DENVER — Colorado Attorney General John Suthers announced today the state of Colorado has received more than $2.6 million as part of a settlement with Eli Lilly and Company to halt its fraudulent promotion of off-label uses of the antipsychotic drug Zyprexa. Colorado’s share of the settlement was facilitated by the Attorney General's Medicaid Fraud Control Unit.
“This award is a significant victory in our efforts to combat Medicaid fraud in Colorado,” Suthers said. “This multistate settlement sends a clear message to pharmaceutical companies that we will vigorously pursue them when their business models unfairly burden public health programs underwritten by Colorado taxpayers.”
Colorado’s $2.6 million award is its share of a multistate settlement totaling more than $1.4 billion. The settlement resolves allegations that Eli Lilly and Company promoted the use of Zyprexa through various ad campaigns, including the “Viva Zyprexa” and “5 at 5” campaigns, for uses not approved by the Food and Drug Administration, including the treatment of depression, anxiety, irritability, nausea and gambling addiction. Though physicians are free to prescribe medication for off-label uses, pharmaceutical companies are generally barred from marketing their products for unapproved uses. Colorado and other states’ Medicaid programs typically do not cover drugs prescribed for off-label uses.
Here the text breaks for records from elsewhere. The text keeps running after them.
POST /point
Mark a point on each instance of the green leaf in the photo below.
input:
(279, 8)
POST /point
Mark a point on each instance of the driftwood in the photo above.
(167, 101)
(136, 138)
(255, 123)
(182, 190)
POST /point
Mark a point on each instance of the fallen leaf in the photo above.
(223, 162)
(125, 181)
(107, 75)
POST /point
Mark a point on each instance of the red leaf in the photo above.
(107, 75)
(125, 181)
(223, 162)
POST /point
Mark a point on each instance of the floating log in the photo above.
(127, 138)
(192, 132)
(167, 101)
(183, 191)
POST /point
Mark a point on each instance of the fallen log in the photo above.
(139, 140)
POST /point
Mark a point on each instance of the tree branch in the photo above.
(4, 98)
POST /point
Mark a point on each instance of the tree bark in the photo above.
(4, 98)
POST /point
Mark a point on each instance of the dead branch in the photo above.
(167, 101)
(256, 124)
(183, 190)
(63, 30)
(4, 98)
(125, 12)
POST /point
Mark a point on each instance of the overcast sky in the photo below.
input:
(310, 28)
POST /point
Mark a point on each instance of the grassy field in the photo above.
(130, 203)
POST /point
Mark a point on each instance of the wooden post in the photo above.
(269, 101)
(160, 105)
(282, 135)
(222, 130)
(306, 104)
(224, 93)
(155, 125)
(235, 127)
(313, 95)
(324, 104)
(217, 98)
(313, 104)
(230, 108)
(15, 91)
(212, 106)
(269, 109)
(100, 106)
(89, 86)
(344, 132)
Eli Lilly and Company also were suspected of using gifts to influence physicians decisions to prescribe Zyprexa to patients, including children and adolescents, dementia patients in long-term care facilities and in unapproved dosage amounts. In some cases, Medicaid programs footed the bill for these unapproved uses of Zyprexa.
As part of the settlement, the U.S. Department of Health and Human Services will monitor Eli Lilly and Company’s future marketing and sales practices.